The second query I tried was the following:
MATCH (n1:WebContent {componentId: 0} )-[:Includes|Has_signature]->(m)<-[:Includes|Has_signature]-(n2:WebContent {componentId: 0} )
WHERE id(n1)<id(n2)
With n1, n2, count(m) as related_node_count
RETURN count(duration.inDays(n1.latestDate, n2.earliestDate).days)
By adding the line of With n1, n2, count(m) as related_node_count
, this prevents calculations on duplicate n1-n2 pairs and thus only does the calculation once on each unique n1-n2 pair no matter how many "m" nodes they have in common (this is more analogous to the cypher projection query I'm trying to do above, which returns count(m)
as the relationship weight between each unique n1-n2 node pair).
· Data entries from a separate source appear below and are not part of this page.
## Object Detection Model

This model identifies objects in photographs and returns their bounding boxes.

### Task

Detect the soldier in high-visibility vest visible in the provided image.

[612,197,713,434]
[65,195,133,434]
This query, however, never completed and ended up crashing the server, similar to what happened with the cypher projection I tried.
This seems counter-intuitive to me - shouldn't the second query here in theory be faster than the one above, since it's not performing duplicate pairwise calculations? Or is there something innately slow about counting or collecting the "m" nodes first? I feel like I'm missing something, so any insight into what is going on here would be greatly appreciated! I feel like the amount of nodes I'm running this on is relatively small in the scheme of things, so I'm not sure why this isn't working. (side note: I tried all of these queries on smaller components and they work just fine - this particular component is the largest one I have).